Lynn knows that if she changes her living situation, she will be welcomed in their home. She also knows that her parents have no understanding of what caused her to seek comfort from another woman and that they are not open to hearing anything about her emotional needs. Mike and Kate feel their reaction is what Jesus would have them do, and they produce Scripture to support their actions. For example, they quote 1 Corinthians 5:9, where Paul talks about not keeping company with those who call themselves Christians but who continue to walk in sin. Along with sexual sin, Paul mentions other behavior: greed, swindling, idol worship, abusive behavior and drunkenness. He says God will judge those outside the church, but we are to judge those within the church.

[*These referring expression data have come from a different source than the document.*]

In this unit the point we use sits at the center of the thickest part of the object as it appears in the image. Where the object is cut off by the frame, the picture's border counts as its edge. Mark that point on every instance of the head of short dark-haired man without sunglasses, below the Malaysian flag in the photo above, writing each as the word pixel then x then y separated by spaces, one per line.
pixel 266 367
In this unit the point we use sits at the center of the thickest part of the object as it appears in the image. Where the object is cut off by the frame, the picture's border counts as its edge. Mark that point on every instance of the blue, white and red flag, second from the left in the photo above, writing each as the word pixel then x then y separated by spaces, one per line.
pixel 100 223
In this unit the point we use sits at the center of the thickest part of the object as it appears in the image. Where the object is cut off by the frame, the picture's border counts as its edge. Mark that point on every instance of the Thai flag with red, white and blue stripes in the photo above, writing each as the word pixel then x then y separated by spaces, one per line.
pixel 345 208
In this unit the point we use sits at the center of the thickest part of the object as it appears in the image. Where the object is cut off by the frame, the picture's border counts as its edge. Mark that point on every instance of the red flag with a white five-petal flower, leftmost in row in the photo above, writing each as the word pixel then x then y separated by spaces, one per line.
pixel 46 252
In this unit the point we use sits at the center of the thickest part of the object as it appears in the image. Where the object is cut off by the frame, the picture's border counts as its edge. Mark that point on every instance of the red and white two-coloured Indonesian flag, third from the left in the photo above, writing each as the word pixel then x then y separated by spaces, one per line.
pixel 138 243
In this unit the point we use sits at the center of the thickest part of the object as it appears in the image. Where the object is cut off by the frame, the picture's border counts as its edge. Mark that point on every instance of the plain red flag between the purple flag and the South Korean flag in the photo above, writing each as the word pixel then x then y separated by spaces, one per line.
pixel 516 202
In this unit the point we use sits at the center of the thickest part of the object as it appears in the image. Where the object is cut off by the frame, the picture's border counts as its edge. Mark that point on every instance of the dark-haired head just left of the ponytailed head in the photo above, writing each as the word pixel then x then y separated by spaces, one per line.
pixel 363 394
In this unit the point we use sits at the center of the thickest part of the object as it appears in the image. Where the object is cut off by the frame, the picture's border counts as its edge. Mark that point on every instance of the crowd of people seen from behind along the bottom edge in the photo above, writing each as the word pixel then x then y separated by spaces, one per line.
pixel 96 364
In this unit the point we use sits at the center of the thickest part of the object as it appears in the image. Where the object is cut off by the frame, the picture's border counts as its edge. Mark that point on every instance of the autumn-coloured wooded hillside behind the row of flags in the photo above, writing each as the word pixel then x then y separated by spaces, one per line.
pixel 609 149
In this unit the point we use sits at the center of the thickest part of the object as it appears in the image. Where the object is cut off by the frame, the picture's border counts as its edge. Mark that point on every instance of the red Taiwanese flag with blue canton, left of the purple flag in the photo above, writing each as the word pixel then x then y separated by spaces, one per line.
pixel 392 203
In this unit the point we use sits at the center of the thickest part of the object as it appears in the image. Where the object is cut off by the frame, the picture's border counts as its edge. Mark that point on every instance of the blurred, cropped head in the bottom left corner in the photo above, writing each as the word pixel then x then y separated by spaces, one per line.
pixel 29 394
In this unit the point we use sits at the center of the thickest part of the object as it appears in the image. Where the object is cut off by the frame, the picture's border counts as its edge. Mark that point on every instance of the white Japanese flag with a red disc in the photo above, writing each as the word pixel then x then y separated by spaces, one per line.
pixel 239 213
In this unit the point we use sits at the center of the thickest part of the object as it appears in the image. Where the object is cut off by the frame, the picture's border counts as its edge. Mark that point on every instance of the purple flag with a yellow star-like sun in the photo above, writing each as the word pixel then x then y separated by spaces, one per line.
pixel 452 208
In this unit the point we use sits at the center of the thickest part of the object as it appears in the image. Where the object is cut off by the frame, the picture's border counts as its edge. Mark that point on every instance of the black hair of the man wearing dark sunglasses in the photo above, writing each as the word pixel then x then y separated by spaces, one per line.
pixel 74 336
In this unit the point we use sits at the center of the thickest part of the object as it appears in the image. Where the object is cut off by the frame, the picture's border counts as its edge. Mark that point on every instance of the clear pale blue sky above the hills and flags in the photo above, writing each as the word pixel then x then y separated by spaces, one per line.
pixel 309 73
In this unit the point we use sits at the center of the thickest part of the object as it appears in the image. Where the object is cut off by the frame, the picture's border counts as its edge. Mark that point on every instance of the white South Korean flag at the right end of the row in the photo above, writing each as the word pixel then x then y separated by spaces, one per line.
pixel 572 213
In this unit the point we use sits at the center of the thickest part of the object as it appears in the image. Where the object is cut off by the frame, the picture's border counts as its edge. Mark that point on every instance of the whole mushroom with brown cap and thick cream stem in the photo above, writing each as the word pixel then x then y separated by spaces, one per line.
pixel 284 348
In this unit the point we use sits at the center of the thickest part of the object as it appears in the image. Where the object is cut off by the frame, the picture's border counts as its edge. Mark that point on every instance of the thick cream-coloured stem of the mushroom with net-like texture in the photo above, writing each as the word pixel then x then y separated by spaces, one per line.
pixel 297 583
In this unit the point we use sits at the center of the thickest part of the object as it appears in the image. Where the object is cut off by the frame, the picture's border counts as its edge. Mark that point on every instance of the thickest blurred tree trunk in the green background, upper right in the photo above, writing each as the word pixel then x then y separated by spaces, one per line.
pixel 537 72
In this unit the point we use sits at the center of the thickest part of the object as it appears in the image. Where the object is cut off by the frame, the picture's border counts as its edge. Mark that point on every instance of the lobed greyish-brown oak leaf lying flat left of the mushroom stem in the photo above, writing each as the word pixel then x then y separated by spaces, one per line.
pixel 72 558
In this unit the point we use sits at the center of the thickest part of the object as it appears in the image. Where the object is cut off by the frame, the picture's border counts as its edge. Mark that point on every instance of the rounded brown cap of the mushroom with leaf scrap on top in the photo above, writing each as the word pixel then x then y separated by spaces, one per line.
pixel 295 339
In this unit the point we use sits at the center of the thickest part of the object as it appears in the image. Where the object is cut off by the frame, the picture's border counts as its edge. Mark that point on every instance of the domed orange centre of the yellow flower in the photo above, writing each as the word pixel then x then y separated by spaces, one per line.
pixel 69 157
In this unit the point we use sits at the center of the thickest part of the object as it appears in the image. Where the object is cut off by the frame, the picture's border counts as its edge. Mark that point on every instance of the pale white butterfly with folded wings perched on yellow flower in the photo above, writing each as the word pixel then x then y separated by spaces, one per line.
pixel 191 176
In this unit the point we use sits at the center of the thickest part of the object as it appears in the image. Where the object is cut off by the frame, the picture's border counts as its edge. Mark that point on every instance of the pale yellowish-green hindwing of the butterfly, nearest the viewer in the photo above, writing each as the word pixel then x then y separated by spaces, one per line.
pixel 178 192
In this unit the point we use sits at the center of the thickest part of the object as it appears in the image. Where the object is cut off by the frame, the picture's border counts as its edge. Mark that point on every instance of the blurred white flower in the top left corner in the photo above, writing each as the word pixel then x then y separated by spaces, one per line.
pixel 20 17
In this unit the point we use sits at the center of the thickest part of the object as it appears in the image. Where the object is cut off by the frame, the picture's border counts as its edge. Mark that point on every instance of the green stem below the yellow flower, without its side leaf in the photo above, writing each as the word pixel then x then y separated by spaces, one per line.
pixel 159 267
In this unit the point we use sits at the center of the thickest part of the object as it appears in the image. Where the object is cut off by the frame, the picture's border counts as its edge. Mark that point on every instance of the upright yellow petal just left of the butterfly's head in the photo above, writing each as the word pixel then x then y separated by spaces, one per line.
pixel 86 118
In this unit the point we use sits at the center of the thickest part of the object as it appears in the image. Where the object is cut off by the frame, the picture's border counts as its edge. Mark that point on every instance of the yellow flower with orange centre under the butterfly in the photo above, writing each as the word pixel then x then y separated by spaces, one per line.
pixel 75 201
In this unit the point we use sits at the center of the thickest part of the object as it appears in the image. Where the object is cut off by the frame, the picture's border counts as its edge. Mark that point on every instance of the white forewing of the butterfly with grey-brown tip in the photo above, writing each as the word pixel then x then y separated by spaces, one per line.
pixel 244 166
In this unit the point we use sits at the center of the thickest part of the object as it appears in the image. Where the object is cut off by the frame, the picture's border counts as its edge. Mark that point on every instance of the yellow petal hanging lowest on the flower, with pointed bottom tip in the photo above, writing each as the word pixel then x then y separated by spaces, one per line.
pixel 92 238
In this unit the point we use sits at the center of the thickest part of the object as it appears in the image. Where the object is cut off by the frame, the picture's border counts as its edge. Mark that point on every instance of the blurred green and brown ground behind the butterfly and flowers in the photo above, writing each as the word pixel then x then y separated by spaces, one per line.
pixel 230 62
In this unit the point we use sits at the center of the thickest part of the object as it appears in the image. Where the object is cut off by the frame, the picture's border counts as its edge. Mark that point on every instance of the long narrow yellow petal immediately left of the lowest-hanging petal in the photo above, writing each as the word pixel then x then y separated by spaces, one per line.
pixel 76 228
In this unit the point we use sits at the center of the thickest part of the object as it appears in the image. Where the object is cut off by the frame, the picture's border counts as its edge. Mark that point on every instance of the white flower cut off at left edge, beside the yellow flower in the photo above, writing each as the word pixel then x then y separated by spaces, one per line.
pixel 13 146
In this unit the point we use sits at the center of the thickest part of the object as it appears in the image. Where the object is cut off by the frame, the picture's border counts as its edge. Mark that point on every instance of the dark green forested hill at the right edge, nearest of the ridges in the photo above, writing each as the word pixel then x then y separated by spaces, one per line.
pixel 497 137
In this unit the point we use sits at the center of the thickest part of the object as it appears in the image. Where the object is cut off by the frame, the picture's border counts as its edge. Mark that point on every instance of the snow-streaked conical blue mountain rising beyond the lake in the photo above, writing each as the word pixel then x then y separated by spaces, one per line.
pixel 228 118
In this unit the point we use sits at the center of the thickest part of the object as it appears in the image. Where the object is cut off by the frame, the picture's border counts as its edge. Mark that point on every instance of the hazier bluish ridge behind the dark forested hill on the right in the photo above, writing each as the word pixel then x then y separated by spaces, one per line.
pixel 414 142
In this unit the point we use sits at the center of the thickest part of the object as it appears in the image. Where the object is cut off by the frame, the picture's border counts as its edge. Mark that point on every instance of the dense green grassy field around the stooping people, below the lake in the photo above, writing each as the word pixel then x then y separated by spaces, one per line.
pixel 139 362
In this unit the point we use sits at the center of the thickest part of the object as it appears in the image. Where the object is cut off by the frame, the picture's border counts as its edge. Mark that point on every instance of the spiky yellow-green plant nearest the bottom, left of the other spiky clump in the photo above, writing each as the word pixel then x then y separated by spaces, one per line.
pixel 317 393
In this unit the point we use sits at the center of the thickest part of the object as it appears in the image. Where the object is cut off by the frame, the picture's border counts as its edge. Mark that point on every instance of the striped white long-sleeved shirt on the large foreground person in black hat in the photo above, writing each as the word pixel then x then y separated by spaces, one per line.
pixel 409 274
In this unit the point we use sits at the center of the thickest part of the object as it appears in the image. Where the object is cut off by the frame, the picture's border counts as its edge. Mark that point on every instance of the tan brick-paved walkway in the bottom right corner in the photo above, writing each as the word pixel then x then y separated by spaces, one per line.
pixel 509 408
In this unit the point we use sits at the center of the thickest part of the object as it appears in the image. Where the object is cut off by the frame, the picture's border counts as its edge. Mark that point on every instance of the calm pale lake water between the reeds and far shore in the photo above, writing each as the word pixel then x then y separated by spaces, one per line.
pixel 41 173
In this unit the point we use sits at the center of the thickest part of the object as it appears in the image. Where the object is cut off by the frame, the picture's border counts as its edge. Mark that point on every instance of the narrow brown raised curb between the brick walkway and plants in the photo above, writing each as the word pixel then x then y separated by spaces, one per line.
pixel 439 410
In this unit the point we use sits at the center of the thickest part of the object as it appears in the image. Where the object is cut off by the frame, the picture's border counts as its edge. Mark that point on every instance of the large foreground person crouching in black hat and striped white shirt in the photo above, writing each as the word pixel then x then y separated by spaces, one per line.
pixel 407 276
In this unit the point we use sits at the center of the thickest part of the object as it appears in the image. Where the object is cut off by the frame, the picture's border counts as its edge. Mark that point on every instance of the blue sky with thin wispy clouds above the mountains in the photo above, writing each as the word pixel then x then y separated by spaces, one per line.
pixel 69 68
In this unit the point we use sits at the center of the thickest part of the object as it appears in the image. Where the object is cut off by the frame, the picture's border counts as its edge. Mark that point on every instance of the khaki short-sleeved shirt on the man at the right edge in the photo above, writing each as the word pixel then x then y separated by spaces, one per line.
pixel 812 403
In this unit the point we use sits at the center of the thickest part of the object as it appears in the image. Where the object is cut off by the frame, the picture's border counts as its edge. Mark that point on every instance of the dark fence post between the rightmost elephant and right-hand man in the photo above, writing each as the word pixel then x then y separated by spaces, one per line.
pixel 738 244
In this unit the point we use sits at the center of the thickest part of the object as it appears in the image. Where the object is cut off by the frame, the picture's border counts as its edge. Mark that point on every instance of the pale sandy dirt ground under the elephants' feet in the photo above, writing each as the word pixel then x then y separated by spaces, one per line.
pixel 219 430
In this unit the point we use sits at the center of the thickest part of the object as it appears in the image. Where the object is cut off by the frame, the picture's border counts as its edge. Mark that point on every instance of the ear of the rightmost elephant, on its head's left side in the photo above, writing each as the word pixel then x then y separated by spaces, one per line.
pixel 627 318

As I read this, I see a person who has turned his/her back on the church and is no longer part of the fellowship; I don’t know about your family but my family gatherings would be mighty slim if I couldn’t eat with any who call themselves Christians while being involved in the above sins. I can see myself telling my mother that I can’t see her because she spends ten hours a day in front of the TV. What about my Uncle Bert, who has a real problem with the bottle? And talk about greed, I have a sister…. I could go on and on but you get the idea.
If asked, all of these people would say that they are Christians, but their lives don’t show it. I can’t seem to figure out who is and who isn’t a Christian in this group. But God has shown me I don’t have to figure it out. I need to be around them to love them and let God do the convicting.
My son knows that he is living outside of God’s will. He is not part of the Church. I don’t know if he has lost his salvation or not. Along with my mom, my sister and the rest of my family, he is in the hands of One who loves him more than I ever could. I will entrust them all to Him. The Lord knows what it will take, and at what time, to turn them around.
Those In Need
There are lots of Scriptures I’m not sure how to apply to those walking in sin who are dear to me. Some day the Lord Himself will explain it all to me. But for now I will just look to Jesus as my example. This makes it easier for me. All through the New Testament, Jesus interacted with those who were not religious. He ate with sinners and got a lot of flack from the religious community. He said that He came, not for the healed, but for those in need of a doctor. That’s good enough for me.
Each child is different, and God may want to have us respond in different ways at different times. Sometimes God may call us to protect our children or to help them out in a time of need. Another time he may want us to show tough love, which is always the hardest. We must look to God because He is the one to whom we will answer on judgment day.
As for me, I have developed a strong love for my son’s partner. He is welcome at my dinner table. I pray for him as often as I pray for my son. I trust God knows that perfect time to reach him. Who knows, he may come into the Kingdom ahead of my son and it may be his witness that will reach my son where nothing else can. In the meantime, I keep in mind the following words as my responsibility to both of them: "Far be it from me that I should sin against the Lord by ceasing to pray for you” (1 Samuel 12:23).